While prevention science has led to improvements in a variety of health and social outcomes for both individuals and communities, significant issues (e.g., opioid addiction, violence, poverty) have not yet been adequately addressed in many settings and populations. Despite its growing recognition, prevention science has not been utilized anywhere near its full potential and is often not implemented with quality and accountability. Too often, effective prevention programs are not funded at a scalable level to improve community-level outcomes or are not sustained.

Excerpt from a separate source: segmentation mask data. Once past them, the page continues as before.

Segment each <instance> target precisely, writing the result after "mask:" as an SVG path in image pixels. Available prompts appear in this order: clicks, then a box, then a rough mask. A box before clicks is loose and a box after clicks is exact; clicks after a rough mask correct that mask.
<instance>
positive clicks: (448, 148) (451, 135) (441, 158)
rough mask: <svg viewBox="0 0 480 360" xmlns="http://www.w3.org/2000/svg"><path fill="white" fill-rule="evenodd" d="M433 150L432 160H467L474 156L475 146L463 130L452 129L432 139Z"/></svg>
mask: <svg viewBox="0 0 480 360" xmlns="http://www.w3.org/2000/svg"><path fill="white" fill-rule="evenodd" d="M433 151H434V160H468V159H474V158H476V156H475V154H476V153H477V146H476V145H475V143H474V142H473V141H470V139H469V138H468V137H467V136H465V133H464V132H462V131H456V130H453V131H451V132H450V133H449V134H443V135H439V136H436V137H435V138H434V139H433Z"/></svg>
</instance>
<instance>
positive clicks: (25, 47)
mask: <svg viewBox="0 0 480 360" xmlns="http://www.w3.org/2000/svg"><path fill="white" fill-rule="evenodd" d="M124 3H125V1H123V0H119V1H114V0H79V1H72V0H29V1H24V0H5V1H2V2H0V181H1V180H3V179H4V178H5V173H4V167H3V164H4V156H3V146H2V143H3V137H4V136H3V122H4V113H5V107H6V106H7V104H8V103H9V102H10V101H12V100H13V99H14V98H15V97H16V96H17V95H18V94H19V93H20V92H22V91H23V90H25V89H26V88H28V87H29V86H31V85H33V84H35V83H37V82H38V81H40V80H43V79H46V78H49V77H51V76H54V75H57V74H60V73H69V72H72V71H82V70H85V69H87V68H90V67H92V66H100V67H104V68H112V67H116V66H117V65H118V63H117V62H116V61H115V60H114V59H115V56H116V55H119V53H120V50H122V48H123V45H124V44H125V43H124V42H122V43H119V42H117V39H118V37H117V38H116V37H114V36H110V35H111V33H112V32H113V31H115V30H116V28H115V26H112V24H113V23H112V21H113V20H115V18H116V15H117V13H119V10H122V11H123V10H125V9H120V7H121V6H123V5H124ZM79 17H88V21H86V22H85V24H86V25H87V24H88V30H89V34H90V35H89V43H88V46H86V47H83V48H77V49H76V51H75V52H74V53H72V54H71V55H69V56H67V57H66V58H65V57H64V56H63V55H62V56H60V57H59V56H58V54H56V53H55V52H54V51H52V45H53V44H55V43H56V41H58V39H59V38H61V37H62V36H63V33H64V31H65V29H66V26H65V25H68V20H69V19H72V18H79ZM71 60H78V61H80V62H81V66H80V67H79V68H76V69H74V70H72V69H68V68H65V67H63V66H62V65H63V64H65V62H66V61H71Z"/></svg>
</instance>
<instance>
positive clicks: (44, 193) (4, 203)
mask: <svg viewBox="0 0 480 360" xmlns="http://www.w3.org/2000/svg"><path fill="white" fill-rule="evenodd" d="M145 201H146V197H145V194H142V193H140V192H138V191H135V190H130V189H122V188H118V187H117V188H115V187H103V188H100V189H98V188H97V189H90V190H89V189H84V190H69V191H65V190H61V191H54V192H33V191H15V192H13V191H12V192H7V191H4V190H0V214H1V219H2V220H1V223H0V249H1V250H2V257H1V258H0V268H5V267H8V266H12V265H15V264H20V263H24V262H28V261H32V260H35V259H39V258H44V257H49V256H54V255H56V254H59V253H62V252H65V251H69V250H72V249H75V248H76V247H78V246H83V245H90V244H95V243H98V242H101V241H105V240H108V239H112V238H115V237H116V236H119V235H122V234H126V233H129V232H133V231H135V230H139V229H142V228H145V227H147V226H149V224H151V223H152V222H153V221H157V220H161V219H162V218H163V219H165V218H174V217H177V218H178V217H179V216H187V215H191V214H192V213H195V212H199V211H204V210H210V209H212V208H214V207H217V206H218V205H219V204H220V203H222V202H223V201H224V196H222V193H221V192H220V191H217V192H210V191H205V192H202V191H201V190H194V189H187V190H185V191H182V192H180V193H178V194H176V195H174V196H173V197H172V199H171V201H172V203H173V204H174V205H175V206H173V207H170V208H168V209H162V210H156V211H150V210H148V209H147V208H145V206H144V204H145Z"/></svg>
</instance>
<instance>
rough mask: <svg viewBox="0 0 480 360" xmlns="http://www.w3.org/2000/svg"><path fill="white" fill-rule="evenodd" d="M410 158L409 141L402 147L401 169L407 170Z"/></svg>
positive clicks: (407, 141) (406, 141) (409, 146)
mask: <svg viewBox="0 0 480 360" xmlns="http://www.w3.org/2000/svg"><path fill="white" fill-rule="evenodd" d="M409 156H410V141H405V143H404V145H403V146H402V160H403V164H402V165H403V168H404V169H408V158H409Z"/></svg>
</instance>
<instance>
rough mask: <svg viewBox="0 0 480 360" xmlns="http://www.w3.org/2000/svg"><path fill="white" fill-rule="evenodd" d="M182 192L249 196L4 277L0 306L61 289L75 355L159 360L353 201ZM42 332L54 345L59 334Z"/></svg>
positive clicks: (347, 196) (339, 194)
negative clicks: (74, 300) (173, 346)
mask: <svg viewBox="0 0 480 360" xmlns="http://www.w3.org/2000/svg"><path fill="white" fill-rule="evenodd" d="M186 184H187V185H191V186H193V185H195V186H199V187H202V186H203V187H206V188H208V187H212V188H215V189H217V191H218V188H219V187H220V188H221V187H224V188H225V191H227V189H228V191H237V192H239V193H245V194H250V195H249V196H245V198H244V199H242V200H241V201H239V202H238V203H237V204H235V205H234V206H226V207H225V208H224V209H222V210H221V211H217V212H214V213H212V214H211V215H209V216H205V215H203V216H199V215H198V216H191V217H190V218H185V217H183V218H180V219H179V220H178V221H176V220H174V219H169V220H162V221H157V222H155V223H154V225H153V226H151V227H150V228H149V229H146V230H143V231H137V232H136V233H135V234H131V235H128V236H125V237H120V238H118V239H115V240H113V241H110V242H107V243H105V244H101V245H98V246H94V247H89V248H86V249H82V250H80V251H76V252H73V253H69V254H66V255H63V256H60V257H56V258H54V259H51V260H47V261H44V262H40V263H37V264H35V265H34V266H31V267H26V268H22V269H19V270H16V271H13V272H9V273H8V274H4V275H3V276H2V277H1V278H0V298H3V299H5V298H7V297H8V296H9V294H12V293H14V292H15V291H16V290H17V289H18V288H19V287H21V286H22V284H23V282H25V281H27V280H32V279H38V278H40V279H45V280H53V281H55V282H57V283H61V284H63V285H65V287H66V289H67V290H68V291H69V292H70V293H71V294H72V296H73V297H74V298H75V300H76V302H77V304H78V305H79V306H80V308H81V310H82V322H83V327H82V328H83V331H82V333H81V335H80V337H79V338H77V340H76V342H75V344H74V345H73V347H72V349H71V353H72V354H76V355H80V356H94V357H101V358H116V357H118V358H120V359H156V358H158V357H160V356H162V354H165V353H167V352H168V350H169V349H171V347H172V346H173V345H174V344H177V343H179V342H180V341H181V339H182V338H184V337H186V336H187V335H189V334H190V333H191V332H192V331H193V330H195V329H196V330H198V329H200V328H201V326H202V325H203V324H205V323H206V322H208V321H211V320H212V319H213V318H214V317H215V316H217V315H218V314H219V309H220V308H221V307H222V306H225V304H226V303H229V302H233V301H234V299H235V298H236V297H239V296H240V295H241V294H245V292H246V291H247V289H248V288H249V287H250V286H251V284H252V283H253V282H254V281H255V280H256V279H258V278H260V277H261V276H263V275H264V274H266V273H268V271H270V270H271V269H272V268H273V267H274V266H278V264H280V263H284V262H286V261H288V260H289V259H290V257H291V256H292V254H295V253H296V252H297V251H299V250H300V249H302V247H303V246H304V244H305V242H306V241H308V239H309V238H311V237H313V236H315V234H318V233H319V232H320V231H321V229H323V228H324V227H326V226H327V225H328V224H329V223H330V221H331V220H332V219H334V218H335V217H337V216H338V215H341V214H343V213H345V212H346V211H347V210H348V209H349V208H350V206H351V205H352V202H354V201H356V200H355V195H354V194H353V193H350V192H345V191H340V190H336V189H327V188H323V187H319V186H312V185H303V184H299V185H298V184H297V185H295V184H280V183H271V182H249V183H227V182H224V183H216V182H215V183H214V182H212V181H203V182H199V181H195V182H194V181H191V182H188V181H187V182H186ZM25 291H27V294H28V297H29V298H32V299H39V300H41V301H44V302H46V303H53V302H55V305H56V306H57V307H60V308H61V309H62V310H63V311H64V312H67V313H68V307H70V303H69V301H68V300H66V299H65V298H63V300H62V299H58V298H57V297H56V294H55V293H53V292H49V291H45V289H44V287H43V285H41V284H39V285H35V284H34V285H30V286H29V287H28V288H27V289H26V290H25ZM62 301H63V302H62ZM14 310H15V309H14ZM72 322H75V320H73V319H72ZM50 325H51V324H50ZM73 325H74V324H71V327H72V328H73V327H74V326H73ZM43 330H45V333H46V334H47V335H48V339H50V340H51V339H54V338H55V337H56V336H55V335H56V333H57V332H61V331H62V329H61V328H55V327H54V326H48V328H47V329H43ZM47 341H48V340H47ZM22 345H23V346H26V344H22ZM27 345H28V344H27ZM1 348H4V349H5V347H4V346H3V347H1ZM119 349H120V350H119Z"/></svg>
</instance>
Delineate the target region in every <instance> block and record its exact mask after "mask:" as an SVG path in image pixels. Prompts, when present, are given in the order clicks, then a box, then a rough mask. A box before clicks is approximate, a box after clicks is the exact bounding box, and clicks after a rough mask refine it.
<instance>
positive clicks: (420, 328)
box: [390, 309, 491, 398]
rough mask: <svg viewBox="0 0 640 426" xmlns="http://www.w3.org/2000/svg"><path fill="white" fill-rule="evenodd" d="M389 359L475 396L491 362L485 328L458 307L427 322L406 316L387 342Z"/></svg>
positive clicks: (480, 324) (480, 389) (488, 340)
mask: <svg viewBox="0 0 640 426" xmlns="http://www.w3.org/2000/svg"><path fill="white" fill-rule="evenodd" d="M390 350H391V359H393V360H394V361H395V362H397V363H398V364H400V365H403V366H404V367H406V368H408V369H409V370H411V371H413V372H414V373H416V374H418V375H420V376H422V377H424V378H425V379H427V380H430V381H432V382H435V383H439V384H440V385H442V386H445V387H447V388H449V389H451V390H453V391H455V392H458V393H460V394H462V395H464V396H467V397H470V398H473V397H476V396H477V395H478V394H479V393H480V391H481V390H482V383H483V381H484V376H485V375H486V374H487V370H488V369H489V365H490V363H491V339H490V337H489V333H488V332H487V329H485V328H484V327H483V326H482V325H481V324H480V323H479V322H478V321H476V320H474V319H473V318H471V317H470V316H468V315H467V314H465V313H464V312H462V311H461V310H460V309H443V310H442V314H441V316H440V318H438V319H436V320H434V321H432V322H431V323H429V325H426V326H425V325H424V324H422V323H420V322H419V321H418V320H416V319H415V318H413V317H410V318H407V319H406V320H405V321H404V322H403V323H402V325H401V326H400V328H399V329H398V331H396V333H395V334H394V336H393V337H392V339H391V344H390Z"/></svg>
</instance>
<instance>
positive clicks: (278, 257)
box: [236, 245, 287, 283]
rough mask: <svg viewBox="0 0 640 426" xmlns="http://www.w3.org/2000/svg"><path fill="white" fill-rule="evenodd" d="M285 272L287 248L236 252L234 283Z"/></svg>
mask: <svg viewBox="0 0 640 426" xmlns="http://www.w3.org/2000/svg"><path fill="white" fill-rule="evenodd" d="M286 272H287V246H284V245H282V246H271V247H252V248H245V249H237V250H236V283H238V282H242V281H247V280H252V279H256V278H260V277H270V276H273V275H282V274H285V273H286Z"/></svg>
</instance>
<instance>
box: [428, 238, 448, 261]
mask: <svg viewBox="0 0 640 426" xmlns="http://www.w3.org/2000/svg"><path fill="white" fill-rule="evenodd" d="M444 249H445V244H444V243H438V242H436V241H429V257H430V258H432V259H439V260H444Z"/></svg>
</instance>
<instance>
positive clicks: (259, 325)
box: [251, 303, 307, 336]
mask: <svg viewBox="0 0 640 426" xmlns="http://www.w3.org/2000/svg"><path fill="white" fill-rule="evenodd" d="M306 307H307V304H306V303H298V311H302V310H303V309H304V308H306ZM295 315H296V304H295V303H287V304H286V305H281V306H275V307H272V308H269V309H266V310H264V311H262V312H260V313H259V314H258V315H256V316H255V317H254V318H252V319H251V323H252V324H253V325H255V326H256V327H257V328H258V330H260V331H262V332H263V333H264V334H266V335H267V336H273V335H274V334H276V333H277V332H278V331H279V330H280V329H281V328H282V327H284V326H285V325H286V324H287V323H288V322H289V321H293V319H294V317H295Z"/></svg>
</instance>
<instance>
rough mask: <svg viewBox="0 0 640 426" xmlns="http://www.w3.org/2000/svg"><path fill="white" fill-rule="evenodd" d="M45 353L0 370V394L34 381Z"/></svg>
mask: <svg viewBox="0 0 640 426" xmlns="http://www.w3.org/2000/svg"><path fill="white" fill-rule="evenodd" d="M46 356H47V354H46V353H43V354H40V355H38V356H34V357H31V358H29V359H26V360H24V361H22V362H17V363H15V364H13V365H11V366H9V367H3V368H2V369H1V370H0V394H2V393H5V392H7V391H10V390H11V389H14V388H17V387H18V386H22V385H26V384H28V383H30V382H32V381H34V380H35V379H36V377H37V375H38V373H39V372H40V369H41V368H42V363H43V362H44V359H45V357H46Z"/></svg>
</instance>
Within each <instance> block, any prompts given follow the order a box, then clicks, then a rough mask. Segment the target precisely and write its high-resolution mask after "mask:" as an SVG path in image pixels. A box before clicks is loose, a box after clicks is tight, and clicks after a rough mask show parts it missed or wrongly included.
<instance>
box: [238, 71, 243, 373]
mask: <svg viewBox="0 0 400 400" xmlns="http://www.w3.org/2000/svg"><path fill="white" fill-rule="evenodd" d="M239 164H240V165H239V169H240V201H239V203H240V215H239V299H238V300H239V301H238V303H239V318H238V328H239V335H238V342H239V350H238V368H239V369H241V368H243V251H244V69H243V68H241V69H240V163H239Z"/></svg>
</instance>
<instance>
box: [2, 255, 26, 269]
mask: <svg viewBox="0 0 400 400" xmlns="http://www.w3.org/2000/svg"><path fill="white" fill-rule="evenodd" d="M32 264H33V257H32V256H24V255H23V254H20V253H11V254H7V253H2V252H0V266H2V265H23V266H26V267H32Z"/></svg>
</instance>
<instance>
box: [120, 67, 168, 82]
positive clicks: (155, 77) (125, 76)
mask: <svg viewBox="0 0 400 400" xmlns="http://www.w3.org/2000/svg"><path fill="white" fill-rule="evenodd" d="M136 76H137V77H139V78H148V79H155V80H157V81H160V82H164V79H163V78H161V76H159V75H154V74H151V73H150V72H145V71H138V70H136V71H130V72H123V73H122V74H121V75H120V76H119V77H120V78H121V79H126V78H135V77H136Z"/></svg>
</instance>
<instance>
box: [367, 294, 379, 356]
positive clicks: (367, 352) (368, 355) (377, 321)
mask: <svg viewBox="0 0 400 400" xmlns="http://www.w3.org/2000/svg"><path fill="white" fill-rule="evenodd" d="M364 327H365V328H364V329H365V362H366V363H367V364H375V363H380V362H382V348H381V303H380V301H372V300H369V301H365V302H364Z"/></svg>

This implementation gap keeps prevention science from effectively preventing the problems we seek to address.  As such, consideration should be given to ways in which legislative processes can support the development, evaluation and implementation of evidence-based programs and policies, and to scale up existing successful programs for dissemination to communities.

When implemented effectively, the application of well-tested practices and policies generated by prevention science can lead to substantial cost-savings by investing in upstream strategies (e.g., programs that prevent drug use in adolescents, provide early education, strengthen children to resist poor developmental outcomes and support positive mental health) to avoid downstream costs (e.g., the financial and human burden to communities associated with treating drug addiction, juvenile delinquency and school dropout). Programs that can be implemented in one delivery system and across many public systems are the most cost efficient and exert wide scale benefits. By addressing common risk factors (e.g., family dysfunction, child maltreatment, poverty, , lead exposure, caregiver addiction), studies have shown potential to reduce a whole host of adverse outcomes, from children not ready for school  and adolescent misconduct to chronic disease.

For example, previous legislation led to tobacco prevention programs implemented in the schools that have conveyed significant savings in healthcare with residual effects in juvenile/criminal justice sectors. Also compelling is the reduction by more than half of youth incarceration levels and costs, with overall reductions in youth violence, over the past 10 years through the through the adoption of programs that provide effective alternatives to arrest and incarceration. Prevention science can inform the development of new programs, as well as deployment of prevention practices that are ultimately more effective than many existing federally-funded programs. Providing scientifically based guidance and resources to legislators has potential to incorporate lessons learned from prevention science without reinventing the wheel and, in effect, improving cost-effectiveness. Therefore, we created the formation of a Congressional Prevention Policy Caucus (CPPC) to be comprised of lawmakers, staffers, and expert advisors.